I documenti tardivamente e irritualmente prodotti sono inutilizzabili dal giudice

Nell'Ordinanza n. 9635 del 10 aprile 2024, la Corte di Cassazione ha fornito una serie di chiarimenti sul tema dell'utilizzabilità dei documenti irritualmente prodotti nel processo tributario

I documenti tardivamente e irritualmente prodotti sono inutilizzabili dal giudice

Nel processo tributario, il giudice di appello potrà esaminare i documenti irritualmente prodotti in primo grado solo se la parte provveda alla tempestiva costituzione nel processo di secondo grado ed al nuovo deposito secondo le formalità di legge.

Al contrario, laddove gli stessi siano stato tardivamente ed irritualmente prodotti in primo grado, e la parte che li ha allegati in primo grado sia rimasta intimata in grado di appello, il giudice non potrà esaminarli ai fini della decisione.

Queste le indicazioni contenute nell’Ordinanza della Corte di Cassazione n. 9635 del 10 aprile 2024.

Documenti tardivi inutilizzabili dal giudice: il caso analizzato

Nel corso di un procedimento riguardante l’impugnazione di una cartella di pagamento, il contribuente ha proposto ricorso in cassazione lamentando violazione e falsa applicazione degli artt. 32 e 58 del D.Lgs. 546 del 1992, per avere la CTR fondato la propria decisione su una documentazione tardivamente prodotta in primo grado e, pertanto, non utilizzabile nel processo.

Nel dichiarare fondato il motivo, la Corte di cassazione ha fornito una serie di chiarimenti sul tema dell’utilizzabilità dei documenti irritualmente prodotti nel processo tributario.

In primo luogo è stato osservato che, nel caso di specie, la CTR abbia fondato la propria decisione su documenti tardivamente prodotti nel giudizio di primo grado.

Ciò premesso, la Corte ha richiamato il consolidato orientamento di legittimità secondo cui, in tema di contenzioso tributario, l’art. 58 del DLgs. n. 546 del 1992, fa salva la facoltà delle parti di produrre nuovi documenti.

Tuttavia tale attività processuale deve essere esercitata - stante il richiamo operato dall’art. 61 del citato D.Lgs. alle norme relative al giudizio di primo grado - entro il termine previsto dall’art. 32, comma 1, dello stesso decreto, ossia fino a venti giorni liberi prima dell’udienza, con l’osservanza delle formalità di cui all’art. 24, comma 1.

Tale termine deve ritenersi, anche in assenza di espressa previsione legislativa, di natura perentoria e, quindi, sanzionato con la decadenza, per lo scopo che persegue e la funzione (rispetto del diritto di difesa e del principio del contraddittorio) cui adempie.

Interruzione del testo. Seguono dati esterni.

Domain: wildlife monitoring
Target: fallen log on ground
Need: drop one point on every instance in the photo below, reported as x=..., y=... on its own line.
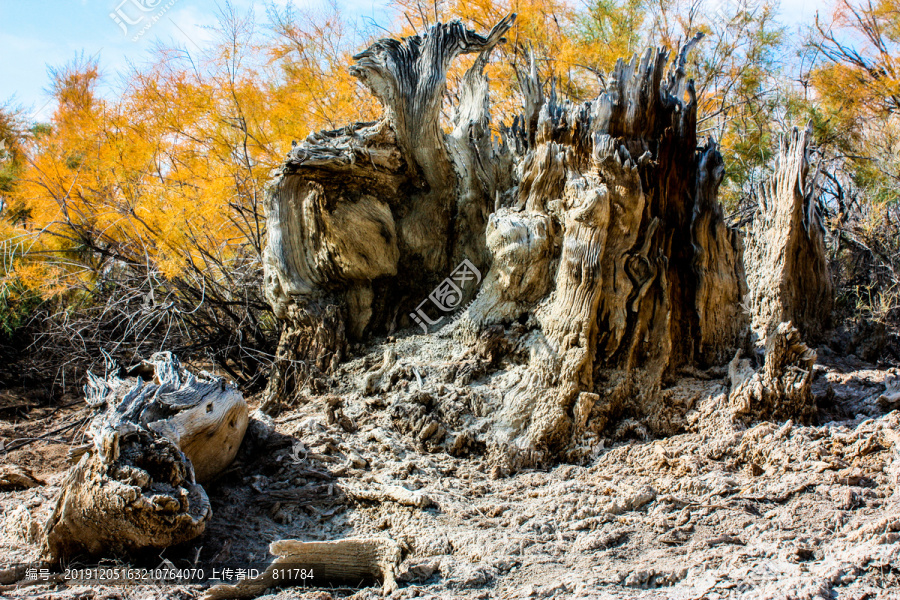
x=161, y=431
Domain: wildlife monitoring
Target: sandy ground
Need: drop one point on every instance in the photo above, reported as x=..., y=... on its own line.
x=774, y=510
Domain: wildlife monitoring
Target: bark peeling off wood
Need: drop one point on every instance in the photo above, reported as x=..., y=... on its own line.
x=348, y=561
x=787, y=269
x=609, y=267
x=782, y=388
x=135, y=486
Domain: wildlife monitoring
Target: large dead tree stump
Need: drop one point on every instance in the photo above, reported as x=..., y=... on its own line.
x=591, y=232
x=787, y=269
x=161, y=431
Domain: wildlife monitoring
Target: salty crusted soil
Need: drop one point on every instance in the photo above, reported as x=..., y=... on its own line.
x=774, y=510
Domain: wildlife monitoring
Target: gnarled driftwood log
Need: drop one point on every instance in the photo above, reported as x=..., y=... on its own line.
x=135, y=486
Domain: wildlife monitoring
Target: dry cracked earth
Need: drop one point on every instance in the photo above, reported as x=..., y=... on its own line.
x=722, y=510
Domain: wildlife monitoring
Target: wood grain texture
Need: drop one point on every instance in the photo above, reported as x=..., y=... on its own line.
x=159, y=430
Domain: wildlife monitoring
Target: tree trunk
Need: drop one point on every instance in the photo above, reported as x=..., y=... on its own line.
x=594, y=230
x=364, y=220
x=787, y=269
x=135, y=485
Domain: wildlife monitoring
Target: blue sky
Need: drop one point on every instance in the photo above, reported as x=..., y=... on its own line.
x=37, y=33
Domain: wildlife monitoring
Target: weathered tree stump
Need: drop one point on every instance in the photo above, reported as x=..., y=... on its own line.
x=136, y=486
x=787, y=269
x=594, y=230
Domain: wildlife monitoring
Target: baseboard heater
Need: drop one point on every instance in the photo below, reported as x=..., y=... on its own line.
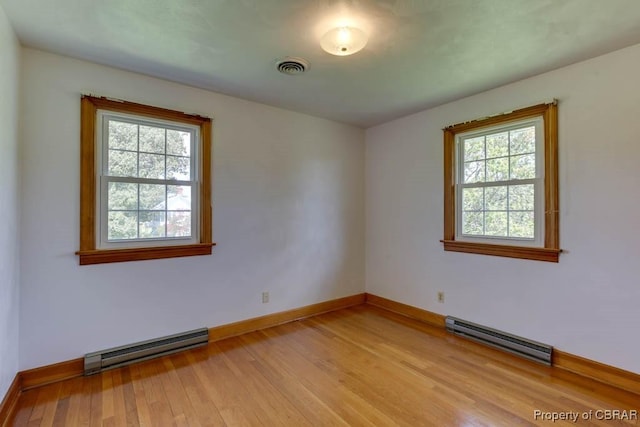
x=523, y=347
x=125, y=355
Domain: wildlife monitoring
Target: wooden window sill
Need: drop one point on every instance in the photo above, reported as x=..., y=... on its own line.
x=522, y=252
x=102, y=256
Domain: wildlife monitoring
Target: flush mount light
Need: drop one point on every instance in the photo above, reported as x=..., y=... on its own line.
x=343, y=41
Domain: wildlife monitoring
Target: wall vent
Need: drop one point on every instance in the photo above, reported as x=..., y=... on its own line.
x=125, y=355
x=523, y=347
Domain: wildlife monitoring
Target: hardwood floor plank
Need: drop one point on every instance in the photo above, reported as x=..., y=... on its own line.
x=361, y=366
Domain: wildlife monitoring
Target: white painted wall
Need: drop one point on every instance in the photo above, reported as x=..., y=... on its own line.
x=9, y=204
x=288, y=196
x=588, y=303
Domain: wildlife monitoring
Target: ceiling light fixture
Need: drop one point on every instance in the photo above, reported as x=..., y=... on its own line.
x=343, y=41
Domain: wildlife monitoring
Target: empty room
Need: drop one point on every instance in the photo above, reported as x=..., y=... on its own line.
x=319, y=212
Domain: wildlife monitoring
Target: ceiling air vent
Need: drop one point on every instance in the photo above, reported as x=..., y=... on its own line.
x=292, y=66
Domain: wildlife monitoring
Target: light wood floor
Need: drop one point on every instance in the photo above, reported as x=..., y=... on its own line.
x=358, y=366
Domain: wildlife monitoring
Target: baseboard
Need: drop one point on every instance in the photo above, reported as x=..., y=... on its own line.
x=8, y=404
x=244, y=326
x=568, y=362
x=425, y=316
x=37, y=377
x=51, y=373
x=587, y=368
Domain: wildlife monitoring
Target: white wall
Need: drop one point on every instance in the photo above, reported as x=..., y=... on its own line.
x=588, y=303
x=9, y=204
x=288, y=195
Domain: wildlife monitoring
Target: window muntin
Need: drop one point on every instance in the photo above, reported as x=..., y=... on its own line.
x=146, y=182
x=166, y=172
x=500, y=177
x=546, y=199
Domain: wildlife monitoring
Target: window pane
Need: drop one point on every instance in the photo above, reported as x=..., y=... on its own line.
x=179, y=168
x=123, y=163
x=472, y=223
x=523, y=167
x=496, y=223
x=151, y=166
x=178, y=143
x=122, y=196
x=521, y=197
x=178, y=198
x=152, y=197
x=473, y=172
x=152, y=224
x=496, y=198
x=498, y=145
x=521, y=224
x=178, y=224
x=123, y=136
x=498, y=169
x=122, y=225
x=472, y=199
x=152, y=139
x=523, y=140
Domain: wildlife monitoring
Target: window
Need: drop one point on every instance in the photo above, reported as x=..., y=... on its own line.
x=145, y=182
x=501, y=185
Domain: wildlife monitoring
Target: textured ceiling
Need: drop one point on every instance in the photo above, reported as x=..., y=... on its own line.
x=421, y=53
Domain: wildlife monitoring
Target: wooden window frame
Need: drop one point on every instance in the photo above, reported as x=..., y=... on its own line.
x=88, y=252
x=550, y=250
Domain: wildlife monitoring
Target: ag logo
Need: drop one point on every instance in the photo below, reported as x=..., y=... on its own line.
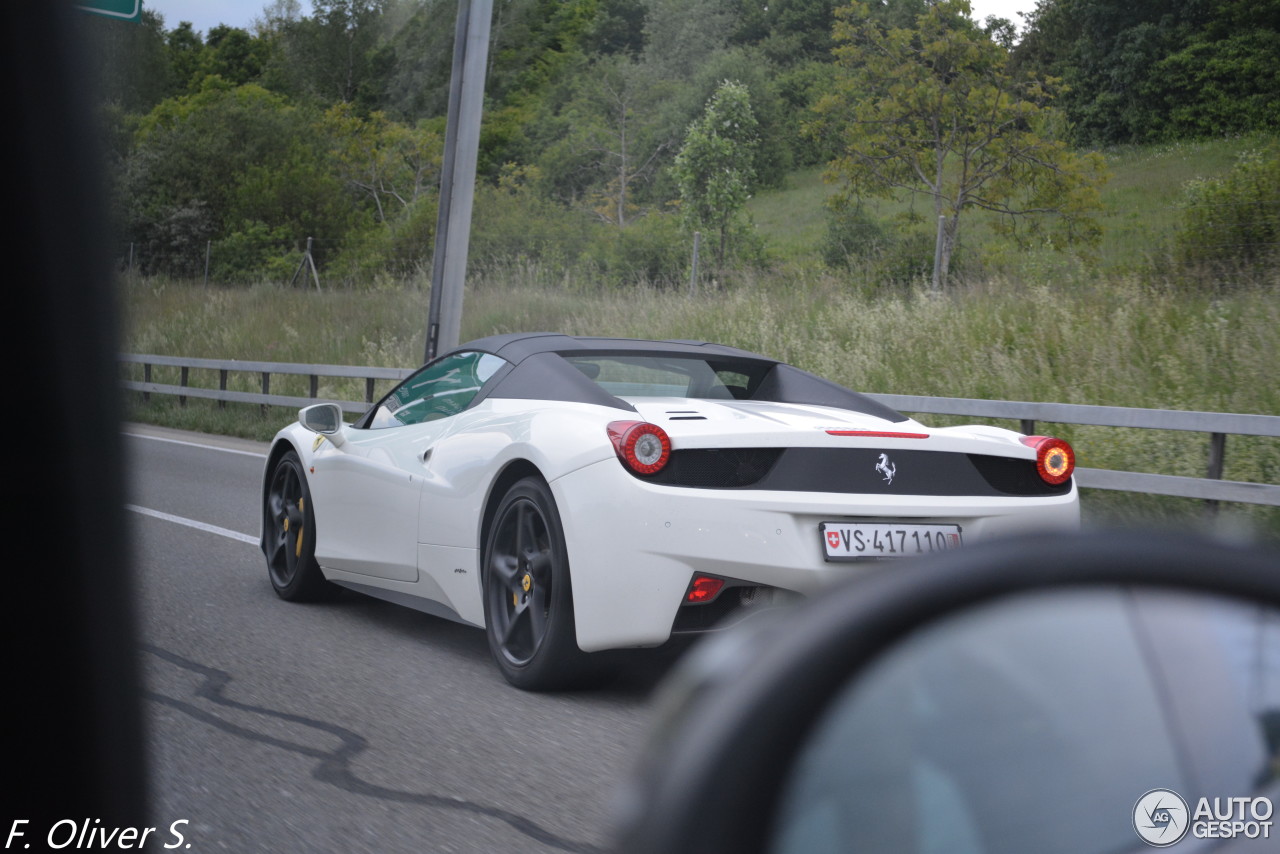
x=1161, y=817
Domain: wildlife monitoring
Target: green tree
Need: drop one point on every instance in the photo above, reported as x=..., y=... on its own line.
x=1159, y=69
x=713, y=168
x=935, y=110
x=387, y=163
x=604, y=142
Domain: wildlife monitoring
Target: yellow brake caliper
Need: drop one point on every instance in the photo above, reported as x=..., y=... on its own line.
x=297, y=549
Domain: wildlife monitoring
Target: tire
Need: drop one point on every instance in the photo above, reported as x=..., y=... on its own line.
x=289, y=543
x=528, y=597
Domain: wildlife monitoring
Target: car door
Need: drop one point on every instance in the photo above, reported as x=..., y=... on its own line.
x=368, y=492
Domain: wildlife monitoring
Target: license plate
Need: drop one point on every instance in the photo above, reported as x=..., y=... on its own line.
x=865, y=540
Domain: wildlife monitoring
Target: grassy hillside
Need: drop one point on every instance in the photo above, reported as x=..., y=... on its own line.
x=1040, y=327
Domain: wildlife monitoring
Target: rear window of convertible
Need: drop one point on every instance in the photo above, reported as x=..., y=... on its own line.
x=672, y=375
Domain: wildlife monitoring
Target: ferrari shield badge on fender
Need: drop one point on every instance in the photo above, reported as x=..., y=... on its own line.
x=886, y=469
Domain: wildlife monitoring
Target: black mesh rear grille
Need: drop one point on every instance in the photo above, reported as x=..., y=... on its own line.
x=717, y=467
x=855, y=470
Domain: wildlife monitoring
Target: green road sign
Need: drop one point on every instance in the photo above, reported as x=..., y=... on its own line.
x=122, y=9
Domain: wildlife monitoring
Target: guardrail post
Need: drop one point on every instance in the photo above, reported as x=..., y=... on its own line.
x=1216, y=464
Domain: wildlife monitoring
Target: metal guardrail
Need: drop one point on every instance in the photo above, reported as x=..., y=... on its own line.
x=265, y=369
x=1211, y=488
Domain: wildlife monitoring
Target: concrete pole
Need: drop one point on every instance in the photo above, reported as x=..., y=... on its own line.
x=458, y=176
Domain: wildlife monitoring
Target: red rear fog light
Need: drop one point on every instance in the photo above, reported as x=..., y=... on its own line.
x=703, y=588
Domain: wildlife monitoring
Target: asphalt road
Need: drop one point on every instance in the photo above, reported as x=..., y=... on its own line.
x=355, y=726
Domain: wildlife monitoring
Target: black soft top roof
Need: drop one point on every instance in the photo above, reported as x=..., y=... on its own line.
x=539, y=371
x=516, y=347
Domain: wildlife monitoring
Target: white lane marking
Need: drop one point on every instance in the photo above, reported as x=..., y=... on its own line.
x=192, y=523
x=197, y=444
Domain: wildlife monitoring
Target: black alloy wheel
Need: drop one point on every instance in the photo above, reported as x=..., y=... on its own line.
x=529, y=607
x=289, y=535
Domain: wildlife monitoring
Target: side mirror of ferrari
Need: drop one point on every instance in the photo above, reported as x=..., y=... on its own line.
x=324, y=419
x=1078, y=694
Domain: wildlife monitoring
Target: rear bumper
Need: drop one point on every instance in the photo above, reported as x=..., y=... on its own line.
x=635, y=546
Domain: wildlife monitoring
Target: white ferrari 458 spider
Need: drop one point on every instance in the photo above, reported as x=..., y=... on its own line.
x=579, y=494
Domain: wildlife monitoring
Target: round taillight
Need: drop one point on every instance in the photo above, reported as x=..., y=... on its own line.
x=1055, y=460
x=643, y=447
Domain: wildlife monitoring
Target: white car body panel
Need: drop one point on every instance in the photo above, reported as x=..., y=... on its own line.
x=400, y=511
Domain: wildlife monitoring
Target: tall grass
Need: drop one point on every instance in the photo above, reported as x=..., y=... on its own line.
x=1034, y=325
x=1120, y=342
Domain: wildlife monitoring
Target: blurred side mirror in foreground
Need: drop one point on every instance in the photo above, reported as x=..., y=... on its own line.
x=1078, y=694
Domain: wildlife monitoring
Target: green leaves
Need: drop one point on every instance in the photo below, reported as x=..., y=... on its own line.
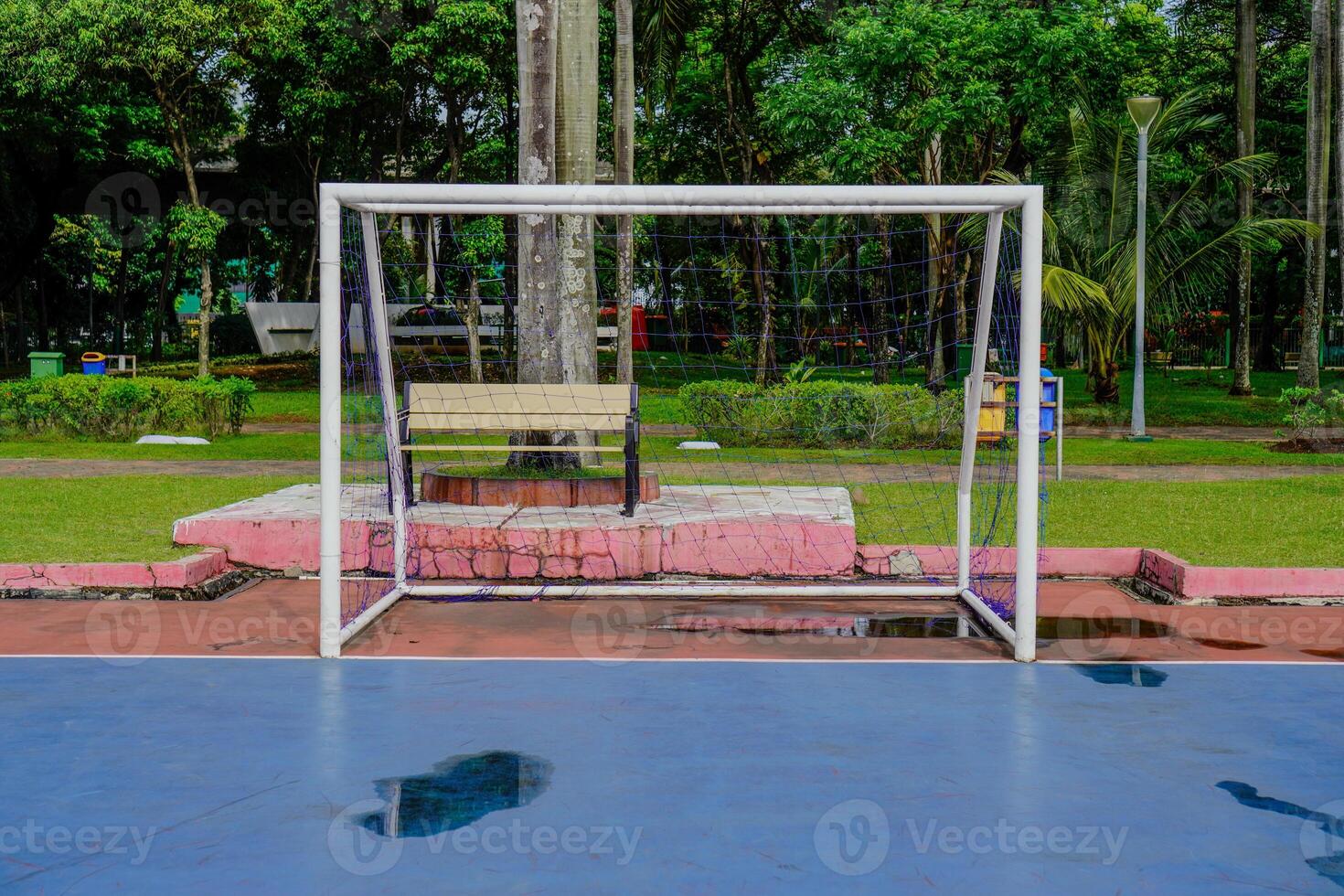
x=195, y=229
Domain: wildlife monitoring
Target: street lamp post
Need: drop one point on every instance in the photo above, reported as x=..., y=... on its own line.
x=1143, y=111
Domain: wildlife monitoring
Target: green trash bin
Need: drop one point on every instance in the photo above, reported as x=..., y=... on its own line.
x=46, y=364
x=965, y=354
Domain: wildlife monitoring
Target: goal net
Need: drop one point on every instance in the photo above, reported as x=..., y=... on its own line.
x=603, y=391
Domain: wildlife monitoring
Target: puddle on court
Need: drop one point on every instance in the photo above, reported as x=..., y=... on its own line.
x=1135, y=676
x=831, y=621
x=826, y=624
x=456, y=793
x=1318, y=835
x=1097, y=627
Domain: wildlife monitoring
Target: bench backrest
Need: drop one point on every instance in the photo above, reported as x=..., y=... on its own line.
x=507, y=407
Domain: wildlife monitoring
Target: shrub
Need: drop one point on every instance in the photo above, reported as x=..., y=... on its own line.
x=823, y=414
x=1309, y=410
x=109, y=407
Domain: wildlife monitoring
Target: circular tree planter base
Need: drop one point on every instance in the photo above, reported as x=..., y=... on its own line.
x=479, y=491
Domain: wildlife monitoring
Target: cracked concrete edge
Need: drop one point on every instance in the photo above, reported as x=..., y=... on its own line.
x=182, y=572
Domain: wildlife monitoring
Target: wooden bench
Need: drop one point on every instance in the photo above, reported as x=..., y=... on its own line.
x=502, y=407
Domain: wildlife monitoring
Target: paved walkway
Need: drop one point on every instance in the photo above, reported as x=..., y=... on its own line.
x=734, y=472
x=1207, y=432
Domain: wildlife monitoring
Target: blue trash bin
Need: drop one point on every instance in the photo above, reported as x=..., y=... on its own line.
x=94, y=363
x=1047, y=414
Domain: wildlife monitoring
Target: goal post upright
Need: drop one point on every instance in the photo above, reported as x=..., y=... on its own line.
x=1029, y=422
x=992, y=200
x=329, y=368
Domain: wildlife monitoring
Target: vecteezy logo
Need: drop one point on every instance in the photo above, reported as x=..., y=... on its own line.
x=123, y=633
x=609, y=632
x=852, y=837
x=126, y=202
x=357, y=848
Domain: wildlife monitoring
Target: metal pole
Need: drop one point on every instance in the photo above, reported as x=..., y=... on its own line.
x=1136, y=420
x=971, y=425
x=1029, y=425
x=328, y=363
x=380, y=349
x=1060, y=429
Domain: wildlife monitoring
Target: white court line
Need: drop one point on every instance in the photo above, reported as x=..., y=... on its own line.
x=122, y=658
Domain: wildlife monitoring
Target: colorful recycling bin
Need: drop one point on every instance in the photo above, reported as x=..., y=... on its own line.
x=46, y=364
x=94, y=363
x=1047, y=414
x=994, y=410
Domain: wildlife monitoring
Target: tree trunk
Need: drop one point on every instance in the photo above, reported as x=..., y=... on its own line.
x=538, y=359
x=156, y=340
x=474, y=328
x=575, y=163
x=119, y=334
x=537, y=315
x=623, y=91
x=1246, y=48
x=432, y=257
x=1317, y=191
x=761, y=283
x=1339, y=137
x=208, y=301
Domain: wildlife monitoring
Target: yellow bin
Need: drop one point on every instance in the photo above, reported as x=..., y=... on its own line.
x=994, y=410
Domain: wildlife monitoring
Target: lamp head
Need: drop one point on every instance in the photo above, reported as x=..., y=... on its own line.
x=1144, y=111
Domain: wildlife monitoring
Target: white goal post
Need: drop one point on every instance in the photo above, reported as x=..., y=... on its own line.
x=994, y=202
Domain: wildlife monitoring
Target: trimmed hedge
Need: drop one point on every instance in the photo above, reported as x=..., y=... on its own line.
x=823, y=414
x=113, y=407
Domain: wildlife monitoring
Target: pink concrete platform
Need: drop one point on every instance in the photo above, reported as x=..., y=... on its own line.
x=185, y=572
x=695, y=529
x=279, y=618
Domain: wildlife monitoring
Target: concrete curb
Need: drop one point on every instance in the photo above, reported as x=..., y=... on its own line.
x=1183, y=581
x=168, y=574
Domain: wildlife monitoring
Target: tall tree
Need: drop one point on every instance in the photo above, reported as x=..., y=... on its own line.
x=1317, y=191
x=623, y=103
x=575, y=163
x=538, y=323
x=187, y=54
x=1246, y=45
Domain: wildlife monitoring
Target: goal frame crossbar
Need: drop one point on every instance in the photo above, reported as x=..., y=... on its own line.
x=994, y=200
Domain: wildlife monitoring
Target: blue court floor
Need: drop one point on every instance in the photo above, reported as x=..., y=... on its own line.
x=212, y=775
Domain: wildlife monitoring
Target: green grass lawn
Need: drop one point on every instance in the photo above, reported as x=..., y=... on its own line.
x=1290, y=521
x=304, y=446
x=1186, y=398
x=122, y=517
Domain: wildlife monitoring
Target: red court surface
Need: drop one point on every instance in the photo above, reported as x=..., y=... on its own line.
x=1081, y=623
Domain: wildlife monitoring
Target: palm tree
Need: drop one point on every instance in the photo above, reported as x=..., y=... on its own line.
x=1090, y=280
x=1317, y=191
x=1246, y=48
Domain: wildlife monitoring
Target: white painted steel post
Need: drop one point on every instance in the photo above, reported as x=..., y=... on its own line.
x=971, y=426
x=1137, y=426
x=329, y=325
x=382, y=343
x=1029, y=425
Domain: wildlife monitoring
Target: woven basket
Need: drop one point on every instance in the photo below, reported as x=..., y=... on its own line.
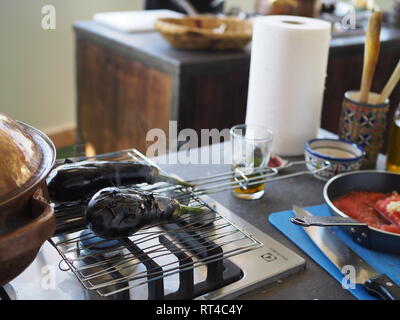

Va sottolineato che, nel processo tributario, la produzione di documenti nuovi è ammissibile anche per la prima volta in appello in quanto l’art. 58, comma 2, (che regola appunto il giudizio tributario di appello) fa espressamente “salva la facoltà delle parti di produrre nuovi documenti”, ma ciò, però, può avvenire solo con l’atto di appello e non successivamente nel corso del giudizio di appello.

In tal senso, si è affermato che resta inibito al giudice di appello fondare la propria decisione sul documento tardivamente prodotto anche nel caso di rinvio meramente interlocutorio dell’udienza su richiesta del difensore, o di mancata opposizione della controparte alla produzione tardiva, essendo la sanatoria a seguito di acquiescenza consentita dalla legge con riferimento alla forma degli atti processuali e non anche relativamente all’osservanza di termini perentori.

Secondo un indirizzo che appare del tutto consolidato, a fronte del mancato assolvimento dell’onere probatorio da parte del soggetto onerato, il giudice tributario non deve acquisire d’ufficio le prove in forza dei poteri istruttori attribuitigli dal D. Lgs. n. 546 del 1992, art. 7, perché tali poteri sono meramente integrativi (e non esonerativi) dell’onere probatorio principale, e vanno esercitati, al fine di dare attuazione al principio costituzionale della parità delle parti nel processo, soltanto per sopperire all’impossibilità di una parte di esibire documenti in possesso dell’altra parte.

Logico corollario di simile affermazione è che non è consentito sopperire per via giurisdizionale, a mezzo cioè di poteri aventi funzione meramente integrativa, alle deficienze istruttorie di una delle parti e soprattutto non è consentito sopperire all’intervenuta preclusione di facoltà istruttorie ben delineate, quali quelle attinente al deposito di documenti entro un termine perentorio.